Whitening is a single global linear map that normalizes scale; under separation \(D>4r\), DBSCAN correctness follows from the topology of the ε-neighborhood graph, which becomes a disjoint union of cliques for any \(\varepsilon\in(2r,D-2r)\). The k-means side is variational: identity (5) shows that mixing separated groups incurs an unavoidable between-means penalty, and condition (4) forces that penalty to dominate any potential gain from re-fitting within blobs.

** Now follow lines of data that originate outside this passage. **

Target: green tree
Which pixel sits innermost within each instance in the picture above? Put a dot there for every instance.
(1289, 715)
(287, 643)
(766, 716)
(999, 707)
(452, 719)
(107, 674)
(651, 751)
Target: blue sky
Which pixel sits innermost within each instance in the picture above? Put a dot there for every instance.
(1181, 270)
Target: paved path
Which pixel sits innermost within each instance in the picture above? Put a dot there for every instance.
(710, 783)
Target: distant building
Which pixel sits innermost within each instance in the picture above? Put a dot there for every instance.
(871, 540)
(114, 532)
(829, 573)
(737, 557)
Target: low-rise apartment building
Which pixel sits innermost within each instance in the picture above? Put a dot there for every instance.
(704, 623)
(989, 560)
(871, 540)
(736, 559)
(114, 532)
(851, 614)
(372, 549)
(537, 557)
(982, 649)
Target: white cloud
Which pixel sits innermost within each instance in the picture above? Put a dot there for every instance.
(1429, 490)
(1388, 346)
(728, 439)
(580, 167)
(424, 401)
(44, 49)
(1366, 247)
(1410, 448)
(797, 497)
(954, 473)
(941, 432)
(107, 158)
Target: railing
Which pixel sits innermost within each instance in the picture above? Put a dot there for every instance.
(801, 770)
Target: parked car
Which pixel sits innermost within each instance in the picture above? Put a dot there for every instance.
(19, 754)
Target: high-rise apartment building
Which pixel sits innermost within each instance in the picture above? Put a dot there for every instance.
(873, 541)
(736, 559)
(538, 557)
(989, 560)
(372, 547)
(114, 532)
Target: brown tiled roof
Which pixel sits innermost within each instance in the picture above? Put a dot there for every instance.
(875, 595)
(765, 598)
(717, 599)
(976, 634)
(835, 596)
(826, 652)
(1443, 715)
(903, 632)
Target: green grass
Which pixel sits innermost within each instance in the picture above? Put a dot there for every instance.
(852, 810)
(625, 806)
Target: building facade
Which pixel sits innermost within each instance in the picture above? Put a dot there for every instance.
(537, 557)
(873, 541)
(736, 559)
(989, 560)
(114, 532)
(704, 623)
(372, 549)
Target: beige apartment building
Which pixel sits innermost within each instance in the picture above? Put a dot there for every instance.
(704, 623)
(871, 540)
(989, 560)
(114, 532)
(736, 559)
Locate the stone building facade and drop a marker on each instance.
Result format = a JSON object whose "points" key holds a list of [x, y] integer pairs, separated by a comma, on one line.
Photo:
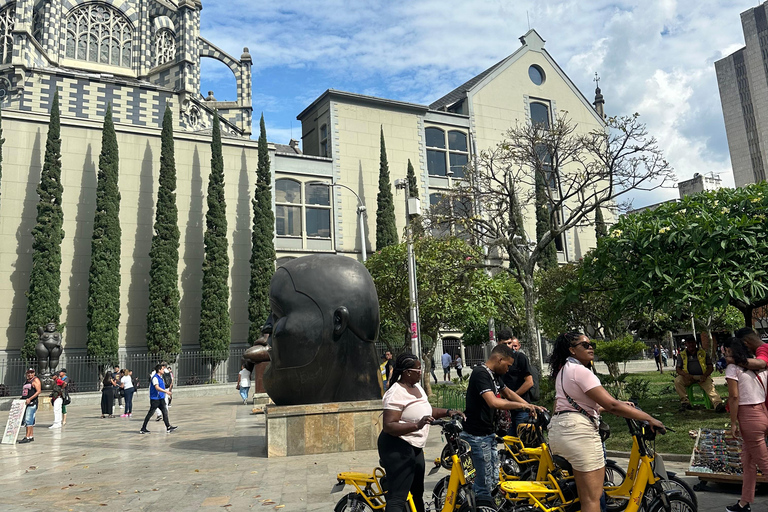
{"points": [[139, 56], [439, 139], [742, 78]]}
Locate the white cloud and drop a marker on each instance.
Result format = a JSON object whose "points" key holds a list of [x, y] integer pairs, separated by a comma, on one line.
{"points": [[655, 57]]}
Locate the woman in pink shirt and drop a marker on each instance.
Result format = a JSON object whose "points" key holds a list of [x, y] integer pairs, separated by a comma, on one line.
{"points": [[579, 400], [749, 418]]}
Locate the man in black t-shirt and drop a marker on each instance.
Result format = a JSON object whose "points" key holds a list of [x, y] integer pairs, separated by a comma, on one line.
{"points": [[519, 378], [483, 396]]}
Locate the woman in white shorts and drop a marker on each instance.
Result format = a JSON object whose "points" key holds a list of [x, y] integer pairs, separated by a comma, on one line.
{"points": [[579, 400]]}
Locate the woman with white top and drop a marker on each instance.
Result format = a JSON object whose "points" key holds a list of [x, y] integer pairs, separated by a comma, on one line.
{"points": [[749, 418], [126, 384], [579, 400], [407, 415], [244, 383]]}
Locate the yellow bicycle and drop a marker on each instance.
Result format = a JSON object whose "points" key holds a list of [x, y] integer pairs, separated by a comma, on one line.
{"points": [[371, 488], [643, 491]]}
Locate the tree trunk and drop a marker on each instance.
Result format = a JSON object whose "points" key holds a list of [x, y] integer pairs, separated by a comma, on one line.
{"points": [[529, 292]]}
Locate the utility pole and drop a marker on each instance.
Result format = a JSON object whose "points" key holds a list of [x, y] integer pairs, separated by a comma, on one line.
{"points": [[411, 203]]}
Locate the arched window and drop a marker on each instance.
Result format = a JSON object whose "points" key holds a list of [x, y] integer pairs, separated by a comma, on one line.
{"points": [[165, 46], [99, 33], [37, 25], [7, 17], [540, 114], [288, 207]]}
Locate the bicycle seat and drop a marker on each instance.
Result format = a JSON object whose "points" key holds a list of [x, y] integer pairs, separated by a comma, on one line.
{"points": [[562, 463]]}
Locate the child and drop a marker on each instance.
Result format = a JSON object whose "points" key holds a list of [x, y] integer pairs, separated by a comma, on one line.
{"points": [[57, 400]]}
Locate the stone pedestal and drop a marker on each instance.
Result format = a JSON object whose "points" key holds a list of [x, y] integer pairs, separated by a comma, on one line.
{"points": [[322, 428]]}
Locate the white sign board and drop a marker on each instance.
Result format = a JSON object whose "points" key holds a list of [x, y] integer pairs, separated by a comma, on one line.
{"points": [[14, 421]]}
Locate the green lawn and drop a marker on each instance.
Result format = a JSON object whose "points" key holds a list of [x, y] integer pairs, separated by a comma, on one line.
{"points": [[662, 403]]}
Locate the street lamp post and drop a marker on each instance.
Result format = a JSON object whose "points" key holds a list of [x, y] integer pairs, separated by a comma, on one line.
{"points": [[412, 285], [360, 211]]}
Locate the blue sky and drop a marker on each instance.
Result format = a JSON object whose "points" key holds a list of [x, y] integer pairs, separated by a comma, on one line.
{"points": [[655, 57]]}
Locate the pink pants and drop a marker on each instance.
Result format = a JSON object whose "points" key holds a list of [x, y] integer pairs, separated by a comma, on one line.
{"points": [[753, 424]]}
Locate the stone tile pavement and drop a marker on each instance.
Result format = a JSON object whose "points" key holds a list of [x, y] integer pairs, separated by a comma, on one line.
{"points": [[216, 459]]}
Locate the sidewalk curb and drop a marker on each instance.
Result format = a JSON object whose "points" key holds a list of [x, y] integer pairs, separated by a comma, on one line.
{"points": [[672, 457]]}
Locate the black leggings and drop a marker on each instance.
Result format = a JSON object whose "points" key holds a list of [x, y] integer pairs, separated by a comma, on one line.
{"points": [[404, 465]]}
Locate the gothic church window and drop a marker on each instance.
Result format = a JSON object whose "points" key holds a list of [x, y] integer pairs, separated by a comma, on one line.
{"points": [[165, 47], [7, 17], [99, 33], [37, 25]]}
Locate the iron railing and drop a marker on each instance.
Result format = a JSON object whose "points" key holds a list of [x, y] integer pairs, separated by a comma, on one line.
{"points": [[86, 372]]}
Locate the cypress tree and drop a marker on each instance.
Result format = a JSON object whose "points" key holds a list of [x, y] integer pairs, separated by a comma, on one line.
{"points": [[45, 277], [262, 239], [2, 141], [544, 225], [104, 277], [386, 228], [413, 186], [214, 314], [601, 228], [163, 314]]}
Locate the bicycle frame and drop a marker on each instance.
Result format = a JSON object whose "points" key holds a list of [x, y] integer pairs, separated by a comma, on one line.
{"points": [[640, 476]]}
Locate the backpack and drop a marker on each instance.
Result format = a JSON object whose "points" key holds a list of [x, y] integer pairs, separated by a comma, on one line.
{"points": [[535, 392]]}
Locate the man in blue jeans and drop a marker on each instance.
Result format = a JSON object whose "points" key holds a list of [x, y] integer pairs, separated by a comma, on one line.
{"points": [[518, 378], [484, 394]]}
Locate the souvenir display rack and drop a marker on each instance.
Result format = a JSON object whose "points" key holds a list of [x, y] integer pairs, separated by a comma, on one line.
{"points": [[716, 458]]}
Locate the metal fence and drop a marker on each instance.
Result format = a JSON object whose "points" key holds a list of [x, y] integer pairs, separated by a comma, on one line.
{"points": [[86, 372]]}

Whitening costs \(O(nd^2)\) to form \(\Sigma\) and \(O(d^3)\) for a matrix square root (or Cholesky/eigendecomposition). Lloyd iterations for k-means cost \(O(nKdI)\). DBSCAN typically costs near \(O(n\log n)\) for neighbor queries with spatial indexing in modest dimension, but can degrade toward \(O(n^2)\) in high dimension.

7. Conclusion

In the whitened separated-blob regime, “cluster as connectivity” and “cluster as quantization” coincide. DBSCAN returns the ε-connected components; k-means returns the unique partition minimizing squared error; both coincide with the blob partition. The result emphasizes that the tension between density clustering and centroid clustering is often geometric rather than algorithmic: after an appropriate normalization, topology and optimization agree.